2021 OFC Beach Soccer Nations Cup

Tournament details
- Host country: Tahiti
- City: Papeete
- Dates: Cancelled
- Teams: 8 (expected) (from 1 confederation)

= 2021 OFC Beach Soccer Nations Cup =

The 2021 OFC Beach Soccer Nations Cup was originally to be the seventh edition of the OFC Beach Soccer Nations Cup (previously called the OFC Beach Soccer Championship prior to 2019), the premier beach soccer tournament contested by Oceanian men's national teams, organised by the Oceania Football Confederation (OFC).

The tournament would originally take place in Aorai Tini Hau, Papeete, Tahiti. It was originally scheduled to be played between 11–16 January 2021, and it was expected that at least eight teams would participate.

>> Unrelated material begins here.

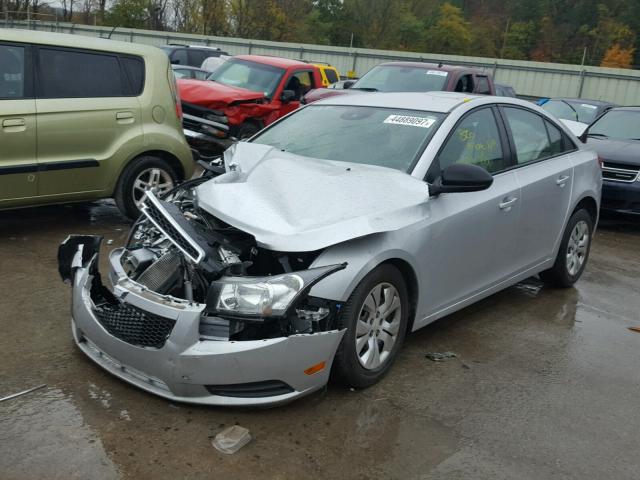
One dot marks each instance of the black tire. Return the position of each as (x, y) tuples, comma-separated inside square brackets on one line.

However, the OFC announced on 5 November 2020 that the tournament had been rescheduled due to the COVID-19 pandemic, and would take place no later than 6 June 2021, and was provisionally scheduled between 10–15 May 2021. On 4 March 2021, the OFC announced that a new date would be confirmed following consultation with FIFA. The tournament was eventually cancelled, with the official announcement made by the OFC on 6 May 2021.

Tahiti were the defending champions.

==Qualified teams for FIFA Beach Soccer World Cup==
The championship would also have acted as the qualification tournament for Oceanaian teams to the 2021 FIFA Beach Soccer World Cup in Russia; the winners would have qualified. The OFC announced that Tahiti, as the highest-ranked OFC team in the BSWW World Rankings and also as the winner of the most recent edition in 2019, were nominated as the OFC representatives at the 2021 FIFA Beach Soccer World Cup.

| Team | Qualified on | Previous appearances in FIFA Beach Soccer World Cup^{1} only FIFA era (since 2005) |
|---|---|---|
| Tahiti | 6 May 2021 | 5 (2011, 2013, 2015, 2017, 2019) |

^{1} Bold indicates champions for that year. Italic indicates hosts for that year.